The general vibe would be that you'll be up against strong competition - from people already in the business and country. But who knows?? Just dont burn any bridges and make sure you have financial security first if you are taking a family with you

Jo xxx


----------



## xabiaxica (Jun 23, 2009)

Ulsterman said:


> *I'm coming over to work on a building site...*
> 
> ... On a more serious note, I'm hopefully going to teach English. Nothing lined up as yet, but am doing the Celta course in Barcelona in August. I've asked this before but what is the general vibe for getting TEFL jobs in barcelona at the moment? I'm going to be looking for work from mid september onwards.
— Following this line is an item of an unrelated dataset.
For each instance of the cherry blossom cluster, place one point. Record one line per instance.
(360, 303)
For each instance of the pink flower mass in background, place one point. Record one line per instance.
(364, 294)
presumably then you'll have a contract & be paying tax & NI?? so you'll get into 'the system'?


----------



## Pesky Wesky (May 10, 2009)

Ulsterman said:


> I'm coming over to work on a building site...
> 
> ... On a more serious note, I'm hopefully going to teach English. Nothing lined up as yet, but am doing the Celta course in Barcelona in August. I've asked this before but what is the general vibe for getting TEFL jobs in barcelona at the moment? I'm going to be looking for work from mid september onwards.


Are you winding me up!!?

As the course you're doing is the CELTA and you'll be finishing in Barca around the time that schools are recuiting I think you stand a chance of getting work. It may be not very well paid though as you don't have any experience, and probably wouldn't be enough to support other people on, but, it's a possibility!
Maybe you should get in touch with some schools a couple of weeks into the course to see if they'd be interested in interviewing you when you've finished. The place you do the course at will be able to give you recommendations of where to try I presume.

PS You won't need to get anything done to the degree certificate to work in an academy. I don't know what a PSRI is, but if you work here you'll need to pay into the system here and that should be all sorted out by the people you work for. I wouldn't go self employed (autonomo) if I were you.


----------